Fri, 05/31/2019 - 12:00am

This month, the 2017-2019 Interdisciplinary Research Week team came together again for their second weeklong residency at the USC Shoah Foundation Center for Advanced Genocide Research. With its annual Interdisciplinary Research Week opportunity, the Center supports the gathering of an international and interdisciplinary group of scholars working on a collaborative project grounded in the USC Shoah Foundation Archive. The 2017-2019 team first gathered at the Center in August 2017 to examine the experiences and narratives of Holocaust survivors in Argentina, Chile, Colombia and Mexico by using the testimonies housed in the Visual History Archive. To read more about that visit, click here.

This year, four members of the original team - Emmanuel Kahan (Universidad Nacional de La Plata, Argentina), Nancy Nicholls Lopeandía (Pontificia Universidad Católica de Chile, Chile), Daniela Gleizer Salzman (Universidad Nacional Autónoma de México, México), and Yael Siman (Iberoamericana University, México) – returned. In addition, Lorena Cardona Gonzalez (Universidad Nacional de La Plata, Argentina) and Sandra Gruner-Domic (Independent Scholar) joined the team this year for a week of joint discussion, research, and collaboration.

During their stay, the members of the team worked on refining the focus of their project and planning their next steps. They discussed and further developed their initial concentration on mobility, migration, and integration (with a special emphasis on memory) by identifying the themes within these categories that would be most fruitful for comparison. Some of these included the impact of family networks, national, social, political, and racial contexts, and state policies on Holocaust survivors’ experiences of and narratives about migration (to and from Latin America) and integration. In addition, they considered the impact of the survivors’ presence on host societies. The team’s goal is to compare these themes across Argentina, Bolivia, Chile, Colombia, and Mexico.

During the team’s presentation to the USC Shoah Foundation staff at the end of the week, the topic of the impact of national, social, political and racial contexts on the survivors’ experiences of their host societies and the manner in which they responded to these contexts emerged as a major avenue for comparison. Lorena Cardona Gonzalez explored the effect of the “La Violencia” period in Colombia from 1948 to 1958 on the lives and families of the Holocaust survivors living in the country. Nancy Nicholls Lopeandía examined how the memory of the Holocaust affected survivors’ decisions about migration during the political turmoil in Chile. Similarly, Emmanuel Kahan investigated the influence of the survivors’ experience of the Holocaust on their perception and interpretation of political events in Argentina, and discovered how they drew comparisons between Peronism and Nazism, which prompted survivors’ protests against the dictatorship in Argentina in 1967. Sandra Gruner-Domic explored survivors’ perceptions of their host societies and their own experiences of racial discrimination, as reflected in the testimonies.

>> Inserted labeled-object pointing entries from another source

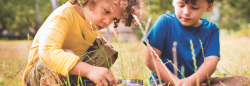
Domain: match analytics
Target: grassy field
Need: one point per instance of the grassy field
(235, 60)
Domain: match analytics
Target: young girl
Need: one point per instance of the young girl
(68, 33)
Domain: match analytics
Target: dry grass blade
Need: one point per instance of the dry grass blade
(16, 74)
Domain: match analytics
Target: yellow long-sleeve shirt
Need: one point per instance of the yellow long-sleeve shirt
(63, 29)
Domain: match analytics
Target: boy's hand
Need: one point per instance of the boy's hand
(100, 40)
(101, 76)
(185, 82)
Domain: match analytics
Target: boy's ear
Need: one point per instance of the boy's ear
(210, 6)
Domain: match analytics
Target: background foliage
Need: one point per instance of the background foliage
(20, 17)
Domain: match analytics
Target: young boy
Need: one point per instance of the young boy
(68, 33)
(184, 25)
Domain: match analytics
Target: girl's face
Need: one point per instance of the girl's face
(103, 13)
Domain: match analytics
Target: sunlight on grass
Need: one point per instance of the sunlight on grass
(130, 62)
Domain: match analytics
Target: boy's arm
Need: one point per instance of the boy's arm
(164, 73)
(207, 68)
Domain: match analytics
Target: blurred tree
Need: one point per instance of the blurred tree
(24, 16)
(234, 13)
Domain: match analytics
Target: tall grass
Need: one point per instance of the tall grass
(130, 64)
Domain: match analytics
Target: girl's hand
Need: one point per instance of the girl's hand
(101, 76)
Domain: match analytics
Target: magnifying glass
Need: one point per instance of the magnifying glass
(123, 81)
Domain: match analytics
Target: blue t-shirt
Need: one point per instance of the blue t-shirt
(168, 29)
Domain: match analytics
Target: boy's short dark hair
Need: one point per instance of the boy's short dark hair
(194, 1)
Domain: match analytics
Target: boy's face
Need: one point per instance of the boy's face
(103, 13)
(190, 14)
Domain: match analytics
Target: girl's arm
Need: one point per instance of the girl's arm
(201, 73)
(164, 73)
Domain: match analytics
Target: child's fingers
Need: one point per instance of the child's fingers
(203, 84)
(111, 79)
(105, 82)
(104, 40)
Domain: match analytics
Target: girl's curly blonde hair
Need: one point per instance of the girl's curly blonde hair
(131, 7)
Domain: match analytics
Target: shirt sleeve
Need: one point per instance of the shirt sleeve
(157, 35)
(50, 44)
(214, 43)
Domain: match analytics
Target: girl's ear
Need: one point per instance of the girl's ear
(210, 6)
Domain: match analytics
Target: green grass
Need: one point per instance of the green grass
(130, 64)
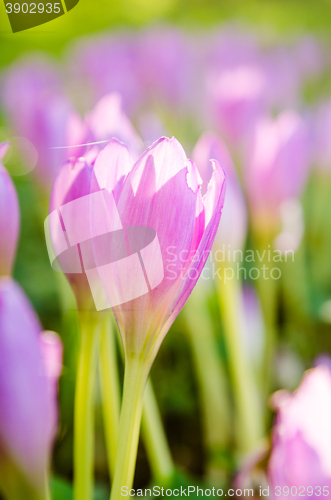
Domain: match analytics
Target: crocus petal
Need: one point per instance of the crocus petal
(112, 165)
(277, 163)
(26, 409)
(9, 218)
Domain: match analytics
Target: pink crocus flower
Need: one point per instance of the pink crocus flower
(9, 217)
(276, 166)
(28, 409)
(108, 64)
(232, 230)
(301, 443)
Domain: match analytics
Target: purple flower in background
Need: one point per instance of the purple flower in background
(107, 120)
(9, 218)
(39, 111)
(322, 143)
(233, 226)
(253, 326)
(108, 64)
(28, 407)
(276, 165)
(301, 441)
(52, 355)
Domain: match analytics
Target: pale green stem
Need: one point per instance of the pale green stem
(210, 377)
(135, 377)
(249, 418)
(154, 438)
(153, 435)
(84, 408)
(267, 290)
(110, 388)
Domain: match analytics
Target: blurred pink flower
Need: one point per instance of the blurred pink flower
(52, 355)
(107, 120)
(165, 66)
(233, 226)
(301, 447)
(28, 406)
(161, 193)
(236, 98)
(9, 217)
(39, 111)
(253, 326)
(108, 64)
(276, 165)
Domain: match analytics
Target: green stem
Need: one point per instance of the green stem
(110, 388)
(250, 427)
(211, 380)
(154, 438)
(84, 411)
(135, 377)
(153, 435)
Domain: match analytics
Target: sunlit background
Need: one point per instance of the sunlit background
(180, 69)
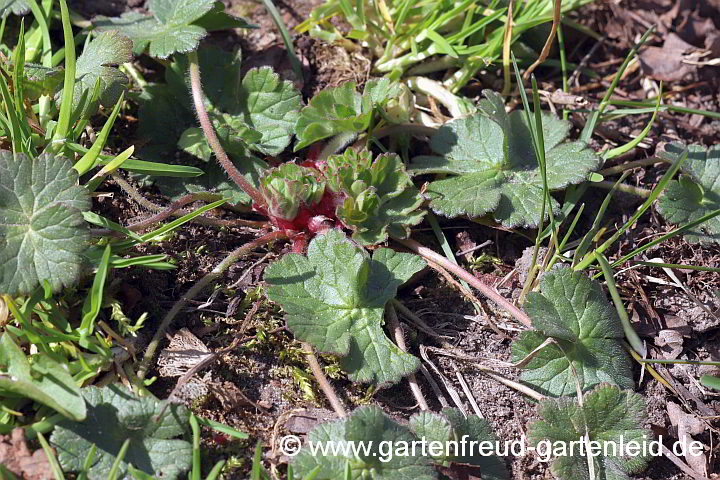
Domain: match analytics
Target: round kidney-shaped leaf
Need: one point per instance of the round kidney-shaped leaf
(42, 230)
(115, 415)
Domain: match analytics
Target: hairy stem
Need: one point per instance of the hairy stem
(396, 329)
(209, 131)
(323, 381)
(486, 290)
(196, 289)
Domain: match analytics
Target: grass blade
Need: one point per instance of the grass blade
(63, 126)
(52, 460)
(630, 334)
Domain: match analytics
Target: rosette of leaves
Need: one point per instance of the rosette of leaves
(493, 167)
(115, 415)
(335, 299)
(343, 109)
(290, 186)
(572, 310)
(455, 432)
(366, 426)
(608, 416)
(696, 193)
(43, 234)
(380, 198)
(172, 26)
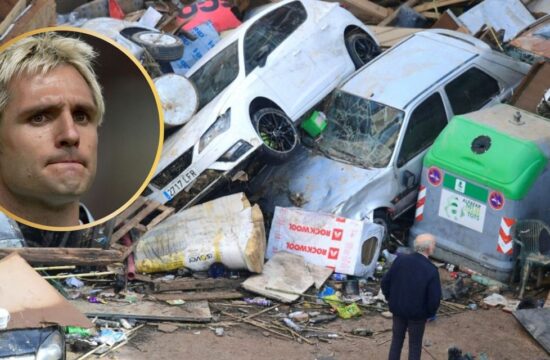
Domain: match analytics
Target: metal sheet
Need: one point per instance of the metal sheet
(537, 323)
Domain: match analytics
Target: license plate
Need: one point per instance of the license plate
(180, 183)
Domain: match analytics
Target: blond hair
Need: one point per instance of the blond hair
(41, 53)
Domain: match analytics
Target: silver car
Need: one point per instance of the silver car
(381, 121)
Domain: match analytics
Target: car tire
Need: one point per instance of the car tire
(161, 46)
(382, 218)
(277, 132)
(361, 48)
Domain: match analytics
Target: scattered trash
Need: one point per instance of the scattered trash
(288, 269)
(291, 324)
(324, 239)
(167, 328)
(258, 301)
(495, 300)
(4, 318)
(362, 332)
(74, 282)
(228, 228)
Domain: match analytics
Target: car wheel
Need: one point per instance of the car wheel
(361, 47)
(277, 132)
(161, 46)
(382, 218)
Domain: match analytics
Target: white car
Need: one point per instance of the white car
(253, 86)
(366, 165)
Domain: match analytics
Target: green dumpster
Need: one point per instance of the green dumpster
(486, 170)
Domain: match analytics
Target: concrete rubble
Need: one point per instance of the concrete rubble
(192, 252)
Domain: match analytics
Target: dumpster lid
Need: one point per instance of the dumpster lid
(494, 147)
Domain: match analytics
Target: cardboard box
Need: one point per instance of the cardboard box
(345, 245)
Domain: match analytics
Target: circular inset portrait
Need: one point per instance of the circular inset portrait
(80, 129)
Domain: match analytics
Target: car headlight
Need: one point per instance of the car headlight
(221, 125)
(236, 151)
(52, 348)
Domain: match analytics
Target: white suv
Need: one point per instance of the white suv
(381, 121)
(253, 86)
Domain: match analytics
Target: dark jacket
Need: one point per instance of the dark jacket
(412, 287)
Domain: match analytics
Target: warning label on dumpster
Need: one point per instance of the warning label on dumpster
(322, 239)
(462, 210)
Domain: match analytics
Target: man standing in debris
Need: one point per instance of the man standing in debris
(50, 108)
(413, 291)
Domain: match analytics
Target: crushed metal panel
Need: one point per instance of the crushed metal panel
(31, 301)
(148, 310)
(510, 15)
(537, 323)
(536, 39)
(529, 93)
(290, 274)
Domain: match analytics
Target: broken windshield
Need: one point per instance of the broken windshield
(214, 76)
(359, 131)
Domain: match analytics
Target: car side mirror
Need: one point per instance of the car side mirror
(261, 56)
(409, 179)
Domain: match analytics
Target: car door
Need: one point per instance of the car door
(427, 119)
(273, 49)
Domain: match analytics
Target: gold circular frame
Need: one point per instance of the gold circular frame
(161, 129)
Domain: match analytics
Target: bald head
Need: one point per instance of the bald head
(424, 244)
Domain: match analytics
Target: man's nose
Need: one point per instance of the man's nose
(67, 132)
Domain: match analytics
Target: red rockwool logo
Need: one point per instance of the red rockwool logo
(337, 234)
(333, 253)
(306, 248)
(309, 229)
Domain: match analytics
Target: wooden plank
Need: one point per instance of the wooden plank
(202, 295)
(130, 210)
(432, 5)
(133, 222)
(165, 212)
(41, 14)
(66, 256)
(389, 36)
(368, 9)
(431, 15)
(197, 284)
(147, 310)
(531, 89)
(393, 15)
(9, 10)
(447, 21)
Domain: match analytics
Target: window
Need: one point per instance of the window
(214, 76)
(471, 91)
(269, 32)
(426, 122)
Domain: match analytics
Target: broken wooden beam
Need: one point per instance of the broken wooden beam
(432, 5)
(197, 284)
(393, 15)
(202, 295)
(365, 8)
(65, 256)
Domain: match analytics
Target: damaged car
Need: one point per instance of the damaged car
(366, 163)
(46, 343)
(253, 86)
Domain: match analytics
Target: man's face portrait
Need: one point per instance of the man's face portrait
(48, 137)
(65, 162)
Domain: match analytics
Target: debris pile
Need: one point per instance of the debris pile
(335, 154)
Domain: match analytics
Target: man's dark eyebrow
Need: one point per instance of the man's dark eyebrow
(89, 109)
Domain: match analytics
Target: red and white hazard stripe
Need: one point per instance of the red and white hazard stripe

Finally, Daniela Gleizer Salzman and Yael Siman focused on different factors that affected survivors’ experiences of migration to Mexico. For example, Siman discovered that, together with international and local aid agencies, family networks were crucial for the success of survivors’ migration to Latin America. However, Daniela Gleizer Salzman found that migrants also experienced many obstacles due to state policies around migration, especially when it comes to obtaining visas and legal status in the host country.

Following their visit to the Center, the 2017-2019 Interdisciplinary Research Week team presented their work at the international conference “In Global Transit: Forced Migration of Jews and other Refugees (1940s-1960s)”, which took place at the University of California, Berkeley, and was co-organized by the Center. The team’s future plans include publishing a collection of articles about their findings in a special journal and ultimately writing a book.